Dulu Sastrawan Indonesia berjuang lewat tulisan untuk melawan penjajahan. Sajak sajak mereka diwarnai semangat meraih kemerdekaan. Mengapa? Ya karena kita bukan tentara bukan pula petani yang menyumbang palawija untuk gerilyawan yang berjuang. Hanya sekedar urun memberikan sumbangsih pada Tanah Airnya.
Setelah Merdeka, juga pada sastrawan angkatan 66 dan angkatan reformasi (2000) ada pesan disana mengisi kemerdekaan dengan nilai'nilai demokrasi agar negara ini semakin baik.

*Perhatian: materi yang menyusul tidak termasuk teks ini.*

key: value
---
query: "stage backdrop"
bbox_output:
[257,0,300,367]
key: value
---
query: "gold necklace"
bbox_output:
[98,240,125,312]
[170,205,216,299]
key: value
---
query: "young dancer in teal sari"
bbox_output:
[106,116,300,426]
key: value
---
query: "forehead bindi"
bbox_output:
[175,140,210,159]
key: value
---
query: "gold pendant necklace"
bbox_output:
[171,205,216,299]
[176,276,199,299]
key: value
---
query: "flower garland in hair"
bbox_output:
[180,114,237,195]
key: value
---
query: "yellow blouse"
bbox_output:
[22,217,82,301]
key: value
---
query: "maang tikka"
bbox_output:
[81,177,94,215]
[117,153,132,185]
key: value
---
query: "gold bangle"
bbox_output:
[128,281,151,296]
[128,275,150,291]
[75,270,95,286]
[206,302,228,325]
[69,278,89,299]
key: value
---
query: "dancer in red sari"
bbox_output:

Kini tahun-tahun berlalu kita telah 80 tahun Merdeka tetapi kehidupan berubah seiring waktu. Dinamika yang dipengaruhi tuntutan global dan persaingan global. Ada perubahan terbalik seakan mudur dari zaman. Padahal kita mengikuti. Ternyata kita "dijajah lagi" .
Bukan mereka datang dari bangsa asing seperi Jepang dan Belanda yang ingin menguasai negeri ini tetapi justru oleh kawan kita yang tamak , haus kekuasaan, haus kekayaan.
Seakan Indonesia dalam genggaman rebutan. Koruptor tumbuh di mana-mana. Dinasti-dinasti kecil sampai tingkat nasional muncul ingin menguasai kita semua.
Kemudian mereka memelihara kemiskinan rakyat dan juga kebodohan.
Lalu apa sumbangsih kita terhadap negeri ini ? Perjuangan kita kembali menegakkan demokrasi dan lebih parah lagi menyadarkan mental bangsa ini untuk sadar dan tidak diperbudak kekuasaan.
Dari semua itu tentu kita bisa menentukan arah perjuangan itu. Sastrawan yang peduli terhadap situasi negerinya. Tidak kita hanyut dalam kebodohan sebab kita mengaku manusia terpilih . Orang yang pandai cendekia. Meski hanya dalam bahasa sastra kita berada dalam garis perjuangan ini. Yaitu melawan musuh kita meski bangsa sendiri . Dengan cara tersendiri yaitu menulis. Mereka itu musuh musuh kita : Koruptor, Politik Dinasti dan penguasa dzolim yang tega memeras rakyat. Dan satu lagi yang memutarbalikan aturan dan Undang-undang semau wudelnya.
Dan Sastrawan yakin dalam koridor kewarasan. Mari menulis atau tidak menulis kita dalam garis batas orang-orang yang menyadari bahwa negeri ini didirikan untuk bangsa ini agar terhormat, berwibawa, adil dan makmur , aman sentosa sejahtera.